Como refleja el título, Fernando Pérez sitúa su documental en ese género, del que también adopta la ausencia de diálogos y el tiempo continuo de la vida ciudadana en un día completo. Lejos de la imitación o la copia descarada, renueva la sinfonía urbana por la vía de dejar la ciudad como telón de fondo y renunciar a los planos de muchedumbres para acercarse a personas concretas y hacer un retrato coral a la vez muy emotivo y distante por misterioso. El conjunto es un fresco con distintos momentos en las veinticuatro horas de la vida de una decena de personas que pueden ser representativas de los habaneros comunes: Francisquito, un niño de diez años con síndrome de Down, el joven albañil Ernesto, que tiene la ilusión del ballet clásico, el trabajador de un hospital Heriberto, virtuoso del saxo, el empleado de los ferrocarriles que se travestiza, el exiliado-emigrado, un zapatero elegante, el médico empleado ocasionalmente como payaso, el padre y la abuela de Francisquito o la anciana que vende maní. Distintas edades, profesiones y tipos humanos que tienen en común una vida de supervivencia, pues la película hace hincapié en los momentos del trabajo y la comida.

Salvo en un par de secuencias (los niños en la escuela y con el payaso), el director renuncia a los diálogos y a cualquier opinión dada por los protagonistas, lo que tiene la virtud de hacer elocuentes los gestos cotidianos y las miradas, al tiempo que permanece el misterio de las personas. La cercanía está lograda por los primeros planos y una banda sonora que documenta con rigor los ruidos -desde la hoja de la cuchilla contra la piel a las emisiones de radio de fondo: pocas veces el ruido es tan significativo en el cine- y otorga densidad a las imágenes con la música y las canciones.

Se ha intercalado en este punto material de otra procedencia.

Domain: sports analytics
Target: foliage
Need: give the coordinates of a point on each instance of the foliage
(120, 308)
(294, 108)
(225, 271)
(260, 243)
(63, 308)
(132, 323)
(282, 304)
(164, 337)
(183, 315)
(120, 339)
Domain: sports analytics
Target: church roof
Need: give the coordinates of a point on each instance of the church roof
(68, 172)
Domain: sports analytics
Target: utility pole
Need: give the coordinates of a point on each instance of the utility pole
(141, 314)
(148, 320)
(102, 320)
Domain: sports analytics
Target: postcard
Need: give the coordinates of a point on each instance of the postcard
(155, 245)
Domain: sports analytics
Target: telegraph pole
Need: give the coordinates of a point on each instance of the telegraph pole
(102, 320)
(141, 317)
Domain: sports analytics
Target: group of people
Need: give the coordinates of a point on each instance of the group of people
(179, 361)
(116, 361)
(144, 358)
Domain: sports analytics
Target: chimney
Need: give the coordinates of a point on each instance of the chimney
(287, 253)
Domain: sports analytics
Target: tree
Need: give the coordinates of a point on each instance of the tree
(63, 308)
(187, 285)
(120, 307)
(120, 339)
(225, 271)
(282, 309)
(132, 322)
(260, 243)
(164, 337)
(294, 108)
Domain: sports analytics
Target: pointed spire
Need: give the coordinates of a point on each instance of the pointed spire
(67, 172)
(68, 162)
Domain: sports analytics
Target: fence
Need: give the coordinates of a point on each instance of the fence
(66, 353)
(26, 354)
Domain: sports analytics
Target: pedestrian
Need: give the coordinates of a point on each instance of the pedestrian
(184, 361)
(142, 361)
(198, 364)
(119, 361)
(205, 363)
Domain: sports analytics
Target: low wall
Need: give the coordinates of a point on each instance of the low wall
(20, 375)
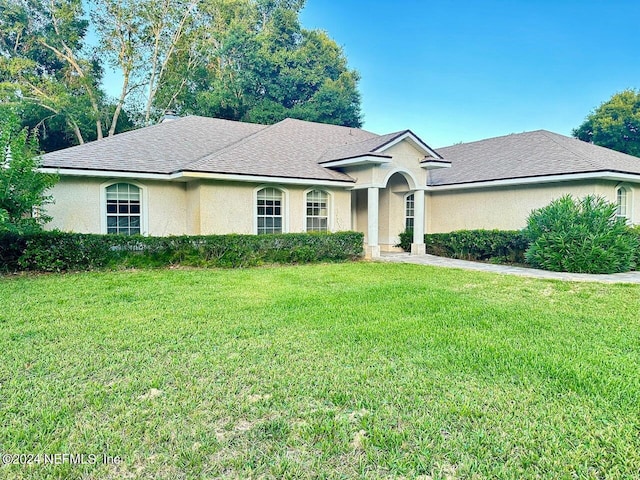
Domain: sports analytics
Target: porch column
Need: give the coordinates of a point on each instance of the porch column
(418, 247)
(373, 249)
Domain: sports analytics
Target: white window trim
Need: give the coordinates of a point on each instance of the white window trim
(144, 208)
(285, 210)
(330, 216)
(629, 197)
(404, 208)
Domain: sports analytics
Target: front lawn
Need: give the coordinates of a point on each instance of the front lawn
(329, 371)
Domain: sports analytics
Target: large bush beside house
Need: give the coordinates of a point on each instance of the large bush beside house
(580, 235)
(503, 246)
(59, 251)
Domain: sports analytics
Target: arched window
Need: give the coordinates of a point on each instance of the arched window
(317, 211)
(409, 212)
(123, 208)
(622, 201)
(270, 206)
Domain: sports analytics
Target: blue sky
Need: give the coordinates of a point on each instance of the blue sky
(458, 71)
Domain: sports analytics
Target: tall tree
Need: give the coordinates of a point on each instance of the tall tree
(262, 66)
(615, 124)
(141, 39)
(22, 187)
(43, 62)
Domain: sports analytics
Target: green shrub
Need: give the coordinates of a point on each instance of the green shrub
(580, 235)
(58, 251)
(498, 246)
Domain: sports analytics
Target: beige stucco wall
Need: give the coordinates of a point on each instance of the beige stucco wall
(196, 207)
(78, 205)
(506, 207)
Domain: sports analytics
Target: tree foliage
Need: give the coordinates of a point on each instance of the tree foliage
(22, 187)
(256, 63)
(247, 60)
(49, 75)
(615, 124)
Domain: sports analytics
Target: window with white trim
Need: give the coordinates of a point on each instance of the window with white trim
(123, 208)
(270, 203)
(409, 211)
(317, 211)
(622, 202)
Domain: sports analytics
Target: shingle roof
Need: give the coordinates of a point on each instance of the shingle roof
(529, 154)
(163, 148)
(364, 147)
(290, 148)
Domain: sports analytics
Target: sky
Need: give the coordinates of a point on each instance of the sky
(460, 71)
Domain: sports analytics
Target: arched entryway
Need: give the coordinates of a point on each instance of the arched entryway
(381, 213)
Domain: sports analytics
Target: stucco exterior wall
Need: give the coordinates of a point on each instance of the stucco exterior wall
(198, 207)
(76, 205)
(504, 208)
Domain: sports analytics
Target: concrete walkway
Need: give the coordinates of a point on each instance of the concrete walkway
(631, 277)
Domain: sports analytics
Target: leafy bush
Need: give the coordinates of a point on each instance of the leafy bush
(574, 235)
(58, 251)
(483, 245)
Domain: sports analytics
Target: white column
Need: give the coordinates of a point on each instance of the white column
(373, 249)
(418, 247)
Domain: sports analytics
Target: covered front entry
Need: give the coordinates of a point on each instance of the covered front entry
(382, 213)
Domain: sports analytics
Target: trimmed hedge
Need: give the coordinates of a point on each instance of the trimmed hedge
(580, 235)
(59, 251)
(501, 246)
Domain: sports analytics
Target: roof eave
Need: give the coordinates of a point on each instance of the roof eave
(434, 164)
(369, 159)
(540, 179)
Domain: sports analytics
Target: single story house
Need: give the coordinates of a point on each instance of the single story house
(198, 176)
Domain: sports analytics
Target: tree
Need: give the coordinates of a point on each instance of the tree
(246, 60)
(141, 39)
(615, 124)
(22, 187)
(261, 66)
(44, 62)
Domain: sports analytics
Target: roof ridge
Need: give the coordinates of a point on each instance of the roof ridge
(512, 134)
(231, 146)
(549, 135)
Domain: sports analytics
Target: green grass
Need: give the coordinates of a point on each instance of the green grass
(329, 371)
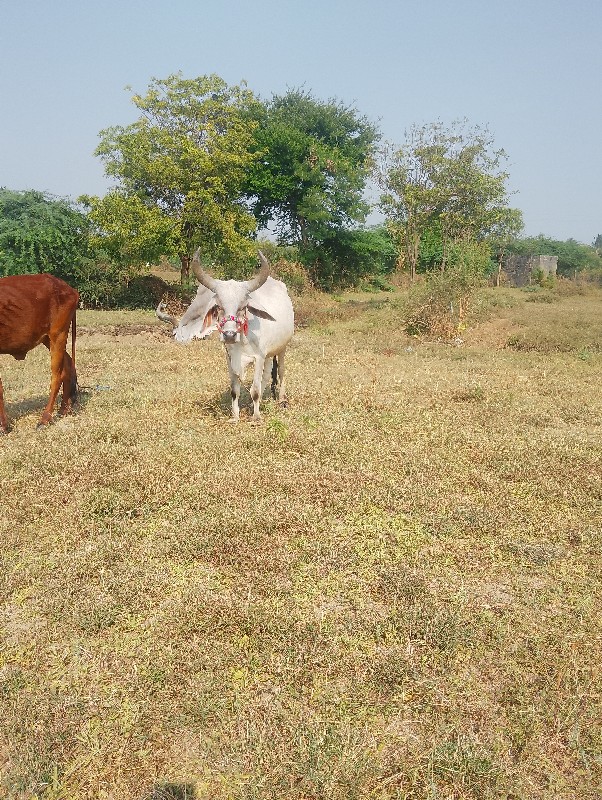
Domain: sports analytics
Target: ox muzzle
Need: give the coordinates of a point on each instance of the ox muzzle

El retrato coral, intermitente y esbozado destila una tristeza contenida, incluso cuando aporta elementos cómico-surrealistas, como los ciudadanos que se relevan en la guardia ante la estatua de John Lennon. El deterioro de los edificios subraya unas vidas pobres, heridas por muertes familiares y los deseos irrealizados -como explican los rótulos finales- que sólo se salvan por el cariño entre las personas. Sólo en el tramo final tiene lugar una esperanzada transformación de algunos personajes, cuando la noche parece revelar las ilusiones calladas.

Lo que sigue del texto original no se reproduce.